Aquella noche, durante la melancólica comida familiar, Sonia se negó a comer los espárragos. No sólo se negó, sino que, caprichosamente, parecía asocial esta negativa con una intención de ofensa a su padre, que se los había ofrecido. Y rechazó el plato con ademán —y expresiones— tan insultantes, que su madre —que permanecía en suspenso con la servilleta apoyada en la boca— alzó los ojos al cielorraso para no ver (era una mujer particularmente sensible) la enérgica bofetada que —no lo dudaba— recibiría su corderito. Permaneció, entonces, hundida en la penumbra del techo, durante un minuto largo, al cabo del cual —y como nada se escuchase— volvió la mirada al nivel de las personas. Y lo que vio le produjo una impresión tan brutal que, años más tarde relataba todavía a quien quisiese escucharla, que por un momento había creído no sobrevivir a ella. Porque su esposo —digno, robusto y severo dueño— comía con la cabeza semienterrada en los espárragos de su plato, turbado —parecía— por la mirada fija, y en cierta forma inquisitiva, de Sonia.

¿Cuál era la pregunta contenida en esta mirada clara e insistente?
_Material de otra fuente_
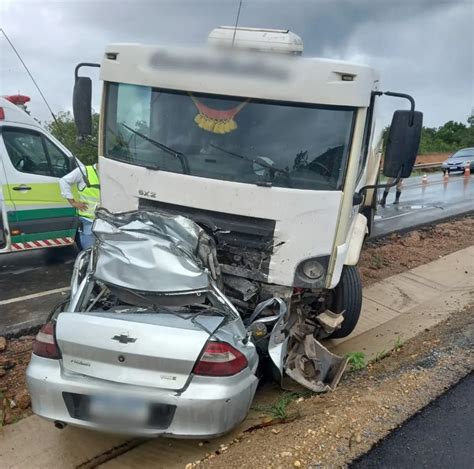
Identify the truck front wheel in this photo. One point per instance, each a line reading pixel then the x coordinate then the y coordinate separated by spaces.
pixel 348 298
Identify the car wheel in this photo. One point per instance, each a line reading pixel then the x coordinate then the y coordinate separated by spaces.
pixel 348 298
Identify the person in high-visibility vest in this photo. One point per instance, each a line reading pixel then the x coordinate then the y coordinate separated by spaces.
pixel 86 179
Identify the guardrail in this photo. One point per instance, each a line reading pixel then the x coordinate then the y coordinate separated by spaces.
pixel 422 166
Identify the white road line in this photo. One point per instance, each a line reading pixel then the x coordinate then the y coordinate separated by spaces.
pixel 33 295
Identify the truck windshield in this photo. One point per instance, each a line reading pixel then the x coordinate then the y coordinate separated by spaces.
pixel 246 140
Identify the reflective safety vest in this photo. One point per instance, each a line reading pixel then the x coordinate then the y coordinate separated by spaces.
pixel 90 194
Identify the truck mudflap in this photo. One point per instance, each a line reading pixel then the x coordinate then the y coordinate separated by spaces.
pixel 312 365
pixel 295 351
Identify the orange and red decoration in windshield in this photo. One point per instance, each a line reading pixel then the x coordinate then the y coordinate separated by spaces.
pixel 214 120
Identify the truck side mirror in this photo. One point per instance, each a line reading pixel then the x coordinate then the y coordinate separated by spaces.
pixel 82 105
pixel 402 144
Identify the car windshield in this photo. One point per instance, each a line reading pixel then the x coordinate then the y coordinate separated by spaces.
pixel 467 153
pixel 300 146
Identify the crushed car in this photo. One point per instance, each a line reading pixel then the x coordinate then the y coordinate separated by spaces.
pixel 149 344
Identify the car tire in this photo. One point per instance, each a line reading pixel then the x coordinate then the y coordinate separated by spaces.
pixel 348 298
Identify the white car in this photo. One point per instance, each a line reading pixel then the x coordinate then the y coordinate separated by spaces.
pixel 121 357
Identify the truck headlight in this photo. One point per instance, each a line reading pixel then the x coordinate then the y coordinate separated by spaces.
pixel 312 269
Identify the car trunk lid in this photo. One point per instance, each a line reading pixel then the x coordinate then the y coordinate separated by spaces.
pixel 152 349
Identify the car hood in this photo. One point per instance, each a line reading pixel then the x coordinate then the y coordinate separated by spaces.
pixel 152 252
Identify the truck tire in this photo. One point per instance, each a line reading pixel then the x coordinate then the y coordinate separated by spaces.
pixel 348 298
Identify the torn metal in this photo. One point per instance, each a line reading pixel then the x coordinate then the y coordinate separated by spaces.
pixel 308 362
pixel 161 253
pixel 150 251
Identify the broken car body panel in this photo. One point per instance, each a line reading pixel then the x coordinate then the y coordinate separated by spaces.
pixel 152 252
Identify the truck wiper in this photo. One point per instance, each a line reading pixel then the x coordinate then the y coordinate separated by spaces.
pixel 252 160
pixel 177 154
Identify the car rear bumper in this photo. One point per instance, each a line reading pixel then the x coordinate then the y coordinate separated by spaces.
pixel 208 407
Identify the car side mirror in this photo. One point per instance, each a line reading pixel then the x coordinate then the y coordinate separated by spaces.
pixel 403 143
pixel 82 105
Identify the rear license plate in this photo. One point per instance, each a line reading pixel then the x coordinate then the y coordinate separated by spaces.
pixel 111 409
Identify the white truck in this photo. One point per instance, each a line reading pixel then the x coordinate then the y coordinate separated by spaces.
pixel 33 214
pixel 271 152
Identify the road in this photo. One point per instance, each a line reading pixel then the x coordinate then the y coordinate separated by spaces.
pixel 439 436
pixel 31 283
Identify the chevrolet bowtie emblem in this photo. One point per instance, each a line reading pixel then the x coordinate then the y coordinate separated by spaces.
pixel 124 339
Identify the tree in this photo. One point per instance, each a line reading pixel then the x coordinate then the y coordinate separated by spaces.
pixel 65 131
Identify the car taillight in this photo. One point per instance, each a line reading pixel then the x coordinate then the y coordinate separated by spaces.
pixel 45 342
pixel 220 359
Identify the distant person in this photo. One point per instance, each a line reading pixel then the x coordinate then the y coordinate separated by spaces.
pixel 89 198
pixel 383 200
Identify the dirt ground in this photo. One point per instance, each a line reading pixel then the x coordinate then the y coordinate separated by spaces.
pixel 330 430
pixel 379 260
pixel 14 397
pixel 382 258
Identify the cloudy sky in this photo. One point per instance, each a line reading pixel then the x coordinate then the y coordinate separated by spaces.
pixel 422 47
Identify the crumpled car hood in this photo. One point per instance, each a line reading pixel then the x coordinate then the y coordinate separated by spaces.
pixel 153 252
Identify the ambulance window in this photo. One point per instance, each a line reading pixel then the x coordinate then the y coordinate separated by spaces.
pixel 59 161
pixel 26 151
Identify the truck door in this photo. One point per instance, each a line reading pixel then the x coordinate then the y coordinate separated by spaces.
pixel 37 214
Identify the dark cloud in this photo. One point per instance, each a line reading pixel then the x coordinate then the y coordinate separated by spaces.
pixel 424 47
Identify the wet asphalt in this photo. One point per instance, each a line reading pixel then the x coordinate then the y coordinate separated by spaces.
pixel 422 203
pixel 35 272
pixel 440 436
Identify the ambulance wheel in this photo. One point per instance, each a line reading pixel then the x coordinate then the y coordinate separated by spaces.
pixel 348 298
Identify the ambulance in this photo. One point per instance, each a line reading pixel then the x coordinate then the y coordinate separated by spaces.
pixel 33 214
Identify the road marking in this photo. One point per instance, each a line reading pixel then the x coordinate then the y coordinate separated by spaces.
pixel 34 295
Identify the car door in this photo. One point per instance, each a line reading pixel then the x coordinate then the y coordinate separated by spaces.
pixel 38 216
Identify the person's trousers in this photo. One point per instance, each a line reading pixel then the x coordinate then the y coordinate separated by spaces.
pixel 85 232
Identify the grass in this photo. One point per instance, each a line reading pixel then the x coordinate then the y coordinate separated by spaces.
pixel 356 360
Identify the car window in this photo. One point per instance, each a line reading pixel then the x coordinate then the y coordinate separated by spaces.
pixel 59 160
pixel 26 151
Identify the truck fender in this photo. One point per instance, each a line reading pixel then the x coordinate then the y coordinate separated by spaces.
pixel 356 239
pixel 349 252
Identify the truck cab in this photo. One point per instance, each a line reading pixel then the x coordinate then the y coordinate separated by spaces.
pixel 33 213
pixel 275 154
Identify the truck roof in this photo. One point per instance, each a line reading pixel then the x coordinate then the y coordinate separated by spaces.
pixel 241 73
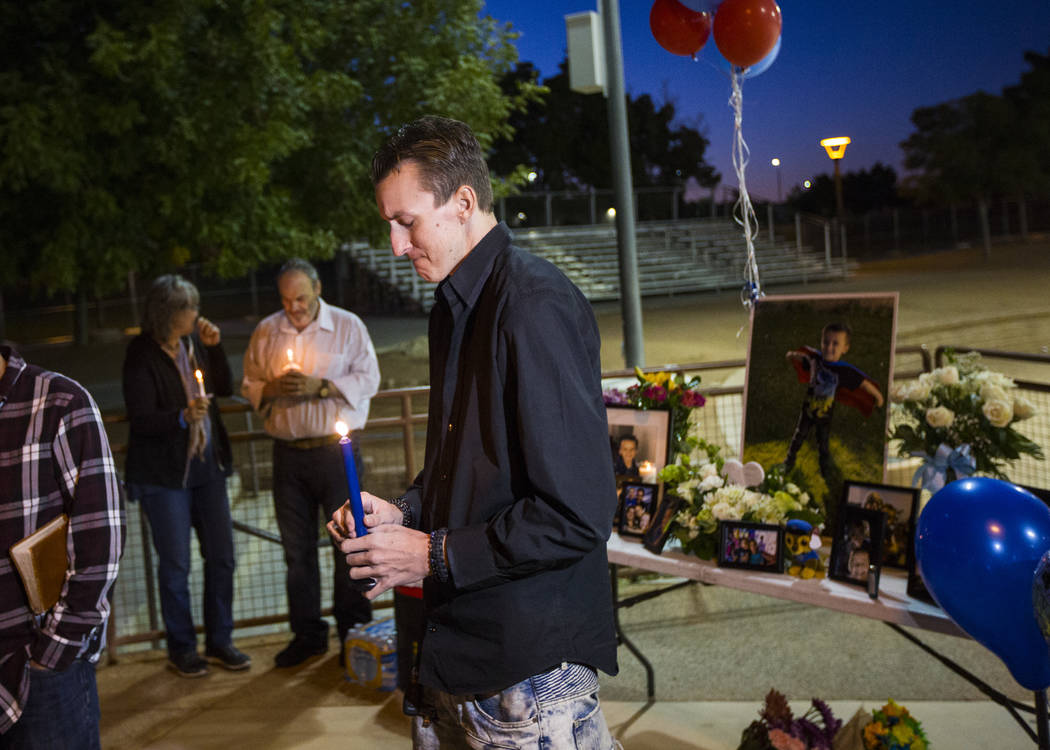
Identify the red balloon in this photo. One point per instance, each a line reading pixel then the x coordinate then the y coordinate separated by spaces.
pixel 678 29
pixel 747 30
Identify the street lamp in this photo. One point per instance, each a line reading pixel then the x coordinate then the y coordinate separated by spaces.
pixel 836 148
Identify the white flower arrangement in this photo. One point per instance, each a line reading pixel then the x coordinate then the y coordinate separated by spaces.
pixel 696 477
pixel 963 404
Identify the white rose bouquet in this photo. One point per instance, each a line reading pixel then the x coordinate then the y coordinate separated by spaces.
pixel 961 416
pixel 697 478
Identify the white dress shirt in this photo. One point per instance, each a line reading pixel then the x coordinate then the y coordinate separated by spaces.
pixel 335 346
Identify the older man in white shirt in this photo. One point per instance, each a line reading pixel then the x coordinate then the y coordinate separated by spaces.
pixel 308 367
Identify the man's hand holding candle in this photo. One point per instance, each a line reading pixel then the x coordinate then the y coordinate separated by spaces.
pixel 294 383
pixel 196 410
pixel 391 554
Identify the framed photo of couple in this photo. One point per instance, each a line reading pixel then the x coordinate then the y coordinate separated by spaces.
pixel 639 440
pixel 637 505
pixel 756 546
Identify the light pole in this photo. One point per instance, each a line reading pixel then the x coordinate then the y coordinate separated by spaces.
pixel 836 148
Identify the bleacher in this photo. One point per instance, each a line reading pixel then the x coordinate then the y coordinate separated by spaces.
pixel 674 257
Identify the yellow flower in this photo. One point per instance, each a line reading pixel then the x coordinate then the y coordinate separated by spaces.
pixel 894 709
pixel 902 733
pixel 873 734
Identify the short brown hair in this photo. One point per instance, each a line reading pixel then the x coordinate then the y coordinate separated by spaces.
pixel 445 151
pixel 168 294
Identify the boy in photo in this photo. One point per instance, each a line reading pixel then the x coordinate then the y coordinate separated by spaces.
pixel 827 379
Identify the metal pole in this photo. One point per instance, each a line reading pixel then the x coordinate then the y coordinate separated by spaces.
pixel 838 190
pixel 630 293
pixel 1042 725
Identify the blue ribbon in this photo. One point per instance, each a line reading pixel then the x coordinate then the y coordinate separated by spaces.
pixel 933 472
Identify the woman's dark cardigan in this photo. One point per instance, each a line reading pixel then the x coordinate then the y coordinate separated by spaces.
pixel 154 397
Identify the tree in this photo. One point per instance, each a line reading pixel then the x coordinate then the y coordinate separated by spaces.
pixel 565 139
pixel 143 136
pixel 863 190
pixel 961 150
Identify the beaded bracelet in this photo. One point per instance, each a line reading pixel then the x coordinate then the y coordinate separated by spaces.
pixel 401 504
pixel 438 567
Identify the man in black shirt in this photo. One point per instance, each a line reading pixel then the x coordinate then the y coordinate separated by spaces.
pixel 508 520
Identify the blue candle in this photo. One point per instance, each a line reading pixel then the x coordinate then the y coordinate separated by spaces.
pixel 350 466
pixel 354 487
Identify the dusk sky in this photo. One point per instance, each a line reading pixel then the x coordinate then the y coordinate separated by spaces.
pixel 844 68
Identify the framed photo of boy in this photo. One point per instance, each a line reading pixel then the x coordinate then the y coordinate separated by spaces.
pixel 756 546
pixel 655 537
pixel 857 545
pixel 639 440
pixel 815 391
pixel 901 508
pixel 637 504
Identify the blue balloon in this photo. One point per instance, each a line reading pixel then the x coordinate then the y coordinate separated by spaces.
pixel 978 544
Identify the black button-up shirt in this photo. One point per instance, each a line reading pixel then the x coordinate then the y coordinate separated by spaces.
pixel 519 470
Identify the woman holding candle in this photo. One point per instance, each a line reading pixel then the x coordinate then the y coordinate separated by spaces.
pixel 179 457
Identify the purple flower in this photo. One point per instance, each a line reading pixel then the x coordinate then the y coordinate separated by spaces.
pixel 655 393
pixel 693 399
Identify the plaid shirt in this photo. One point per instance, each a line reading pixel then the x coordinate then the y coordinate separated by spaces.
pixel 54 458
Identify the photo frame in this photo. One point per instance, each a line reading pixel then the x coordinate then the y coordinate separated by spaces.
pixel 656 536
pixel 637 505
pixel 857 546
pixel 755 546
pixel 819 413
pixel 901 508
pixel 650 430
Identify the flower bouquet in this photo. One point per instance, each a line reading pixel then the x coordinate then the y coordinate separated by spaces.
pixel 779 729
pixel 663 391
pixel 960 418
pixel 696 476
pixel 894 728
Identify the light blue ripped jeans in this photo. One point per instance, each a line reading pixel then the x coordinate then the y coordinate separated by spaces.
pixel 549 711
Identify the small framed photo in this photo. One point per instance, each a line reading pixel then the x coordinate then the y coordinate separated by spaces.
pixel 637 504
pixel 857 546
pixel 639 440
pixel 901 508
pixel 659 529
pixel 757 546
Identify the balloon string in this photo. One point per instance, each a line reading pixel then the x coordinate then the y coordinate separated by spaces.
pixel 743 212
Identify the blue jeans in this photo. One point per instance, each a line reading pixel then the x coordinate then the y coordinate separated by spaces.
pixel 171 514
pixel 554 709
pixel 61 712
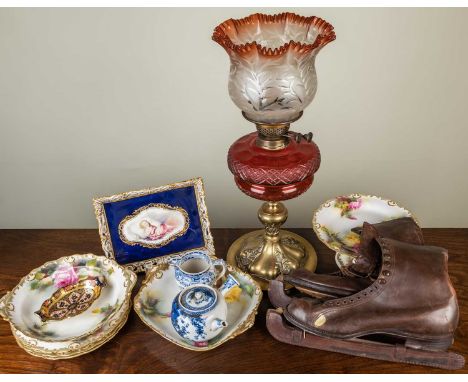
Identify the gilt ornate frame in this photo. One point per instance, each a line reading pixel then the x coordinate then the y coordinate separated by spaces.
pixel 147 264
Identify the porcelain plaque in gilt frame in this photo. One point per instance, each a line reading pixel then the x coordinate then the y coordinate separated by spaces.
pixel 138 228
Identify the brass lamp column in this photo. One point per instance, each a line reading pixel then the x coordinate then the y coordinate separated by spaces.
pixel 272 79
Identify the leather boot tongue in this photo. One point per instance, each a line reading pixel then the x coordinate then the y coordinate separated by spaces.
pixel 367 263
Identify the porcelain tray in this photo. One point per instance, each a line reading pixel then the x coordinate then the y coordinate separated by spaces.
pixel 334 221
pixel 153 305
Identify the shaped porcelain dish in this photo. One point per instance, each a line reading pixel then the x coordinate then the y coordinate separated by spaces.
pixel 334 221
pixel 154 301
pixel 20 306
pixel 74 348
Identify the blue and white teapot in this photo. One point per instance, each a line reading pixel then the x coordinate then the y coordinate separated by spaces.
pixel 199 311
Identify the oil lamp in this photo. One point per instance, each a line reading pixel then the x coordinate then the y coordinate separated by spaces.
pixel 272 80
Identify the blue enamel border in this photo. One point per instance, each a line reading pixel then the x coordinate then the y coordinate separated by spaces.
pixel 184 197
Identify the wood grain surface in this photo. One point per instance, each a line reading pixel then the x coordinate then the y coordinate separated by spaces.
pixel 137 349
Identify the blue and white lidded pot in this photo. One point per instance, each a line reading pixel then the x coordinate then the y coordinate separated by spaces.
pixel 199 311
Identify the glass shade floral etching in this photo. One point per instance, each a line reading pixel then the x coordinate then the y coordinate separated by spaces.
pixel 272 76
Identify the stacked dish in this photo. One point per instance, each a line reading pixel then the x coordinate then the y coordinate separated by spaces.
pixel 70 306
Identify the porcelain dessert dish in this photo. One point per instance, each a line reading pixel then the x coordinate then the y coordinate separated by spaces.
pixel 229 310
pixel 69 306
pixel 337 222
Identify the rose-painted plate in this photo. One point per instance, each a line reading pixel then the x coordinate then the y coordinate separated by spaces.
pixel 76 312
pixel 336 222
pixel 153 304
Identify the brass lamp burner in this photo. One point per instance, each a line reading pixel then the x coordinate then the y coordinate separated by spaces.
pixel 272 80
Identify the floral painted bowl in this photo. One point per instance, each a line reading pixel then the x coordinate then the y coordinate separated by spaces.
pixel 337 222
pixel 82 345
pixel 153 304
pixel 22 306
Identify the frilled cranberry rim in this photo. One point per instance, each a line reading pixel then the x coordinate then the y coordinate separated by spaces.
pixel 325 35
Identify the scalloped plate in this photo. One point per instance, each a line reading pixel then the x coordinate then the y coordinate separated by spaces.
pixel 335 219
pixel 154 300
pixel 19 306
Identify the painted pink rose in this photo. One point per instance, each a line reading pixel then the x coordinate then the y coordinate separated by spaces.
pixel 64 275
pixel 354 205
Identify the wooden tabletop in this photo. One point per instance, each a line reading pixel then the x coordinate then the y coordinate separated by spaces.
pixel 137 349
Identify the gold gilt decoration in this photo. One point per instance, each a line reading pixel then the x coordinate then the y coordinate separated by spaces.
pixel 145 265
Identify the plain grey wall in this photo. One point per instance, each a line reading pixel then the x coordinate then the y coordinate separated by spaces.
pixel 100 101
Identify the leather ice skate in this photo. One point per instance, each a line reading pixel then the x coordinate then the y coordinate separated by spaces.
pixel 402 229
pixel 325 287
pixel 412 302
pixel 320 286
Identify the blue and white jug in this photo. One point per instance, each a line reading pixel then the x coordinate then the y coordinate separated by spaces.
pixel 199 311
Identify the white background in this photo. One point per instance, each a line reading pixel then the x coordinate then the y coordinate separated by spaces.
pixel 100 101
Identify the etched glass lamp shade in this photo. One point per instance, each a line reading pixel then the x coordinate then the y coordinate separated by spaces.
pixel 272 77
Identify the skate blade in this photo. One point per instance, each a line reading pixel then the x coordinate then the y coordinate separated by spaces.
pixel 360 347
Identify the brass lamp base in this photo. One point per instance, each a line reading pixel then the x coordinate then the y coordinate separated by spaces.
pixel 266 254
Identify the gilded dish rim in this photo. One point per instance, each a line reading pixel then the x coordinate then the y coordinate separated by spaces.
pixel 316 226
pixel 5 300
pixel 72 353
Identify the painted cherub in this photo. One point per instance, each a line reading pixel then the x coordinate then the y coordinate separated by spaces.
pixel 154 231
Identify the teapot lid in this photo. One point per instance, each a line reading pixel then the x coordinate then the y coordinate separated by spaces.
pixel 198 299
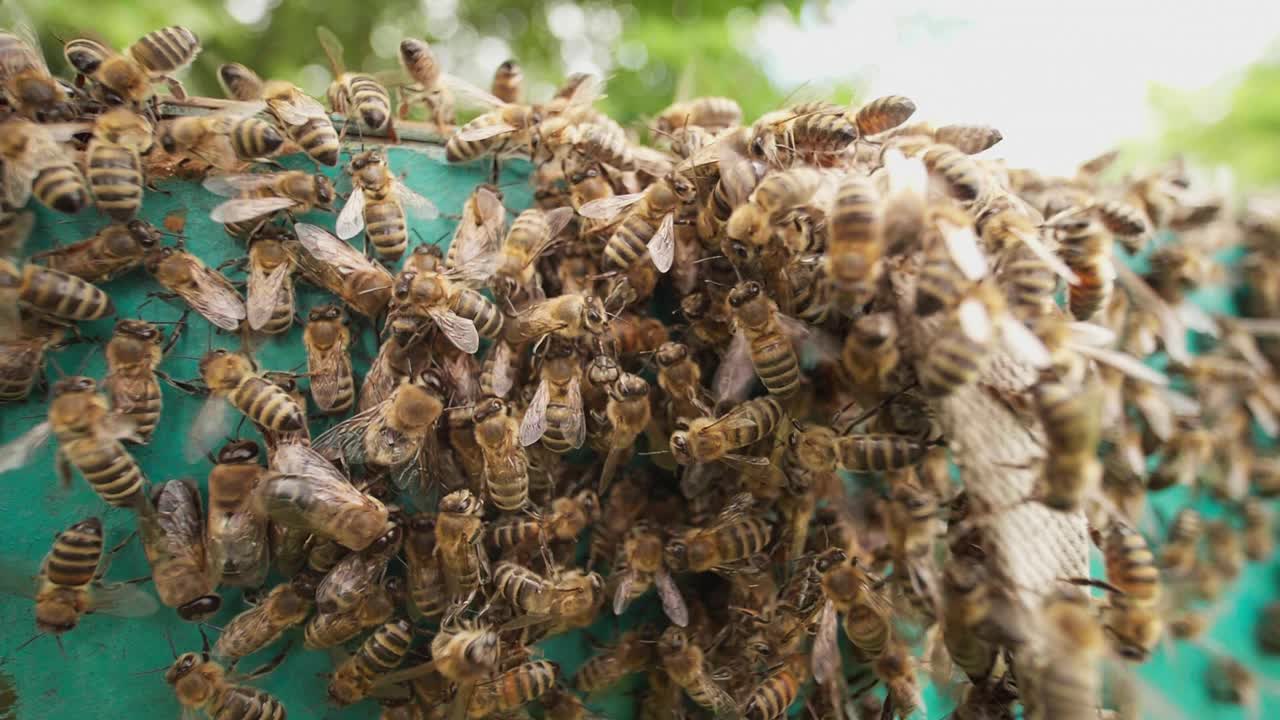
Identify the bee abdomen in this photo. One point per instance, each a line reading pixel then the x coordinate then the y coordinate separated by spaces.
pixel 76 555
pixel 115 178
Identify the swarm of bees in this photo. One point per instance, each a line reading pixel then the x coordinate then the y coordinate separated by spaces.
pixel 533 449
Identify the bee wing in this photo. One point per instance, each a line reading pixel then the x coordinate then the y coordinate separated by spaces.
pixel 662 246
pixel 608 208
pixel 735 373
pixel 416 204
pixel 297 109
pixel 19 451
pixel 577 424
pixel 240 209
pixel 264 291
pixel 123 600
pixel 672 602
pixel 209 427
pixel 460 331
pixel 351 219
pixel 826 647
pixel 215 299
pixel 534 423
pixel 474 132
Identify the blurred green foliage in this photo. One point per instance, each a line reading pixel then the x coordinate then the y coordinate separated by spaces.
pixel 650 49
pixel 1237 123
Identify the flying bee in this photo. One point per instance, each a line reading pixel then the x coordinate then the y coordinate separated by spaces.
pixel 641 565
pixel 554 414
pixel 506 466
pixel 172 527
pixel 686 664
pixel 263 624
pixel 37 165
pixel 202 684
pixel 309 492
pixel 133 358
pixel 364 286
pixel 328 343
pixel 734 538
pixel 106 254
pixel 127 77
pixel 391 434
pixel 531 235
pixel 114 162
pixel 356 94
pixel 301 115
pixel 69 583
pixel 233 381
pixel 380 205
pixel 458 536
pixel 631 654
pixel 26 83
pixel 647 227
pixel 711 113
pixel 254 199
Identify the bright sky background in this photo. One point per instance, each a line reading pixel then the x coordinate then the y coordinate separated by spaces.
pixel 1063 81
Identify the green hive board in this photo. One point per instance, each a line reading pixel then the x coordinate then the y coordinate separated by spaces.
pixel 109 666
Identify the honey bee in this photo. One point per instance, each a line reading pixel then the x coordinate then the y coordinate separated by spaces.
pixel 114 162
pixel 686 665
pixel 205 290
pixel 37 165
pixel 26 83
pixel 392 433
pixel 627 411
pixel 69 583
pixel 512 688
pixel 380 205
pixel 263 624
pixel 429 85
pixel 133 358
pixel 106 254
pixel 356 94
pixel 631 654
pixel 172 527
pixel 711 113
pixel 647 227
pixel 339 268
pixel 232 377
pixel 127 77
pixel 301 115
pixel 307 492
pixel 554 414
pixel 202 684
pixel 255 197
pixel 383 651
pixel 458 536
pixel 734 538
pixel 328 340
pixel 225 139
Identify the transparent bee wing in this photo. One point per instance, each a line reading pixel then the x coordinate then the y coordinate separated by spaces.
pixel 351 219
pixel 209 427
pixel 672 602
pixel 264 294
pixel 19 451
pixel 662 246
pixel 415 204
pixel 475 132
pixel 534 423
pixel 608 208
pixel 123 600
pixel 460 331
pixel 241 209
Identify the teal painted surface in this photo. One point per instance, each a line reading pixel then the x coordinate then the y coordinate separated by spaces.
pixel 108 666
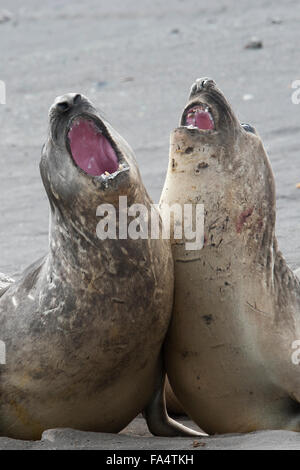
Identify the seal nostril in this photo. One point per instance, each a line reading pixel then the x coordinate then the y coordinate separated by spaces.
pixel 63 106
pixel 77 99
Sonia no la formuló jamás.

A lo largo de los días que siguieron, llegó a crear un esquema de la situación que era más o menos el siguiente: había un padre diurno y había —sobre todo— un padre nocturno. El padre diurno era aquella figura adorada y lejana que ejercía funciones de dueño absoluto: sancionaba, decidía; el nocturno, en cambio, la visitaba en su cuarto —sigiloso y vacilante—, y su rostro imploraba, parecía a un tiempo pedir, y disculparse por pedir.

Sonia, dolorosamente impresionada, y también orgullosa de poseer —ser la dueña— de algo digno de estima y sufrimiento, estaba dispuesta a conceder lo que fuera para recuperar, al día siguiente, su papel de espectadora de esa autoridad avasallante llamada Padre, Señor y Amo nuestro.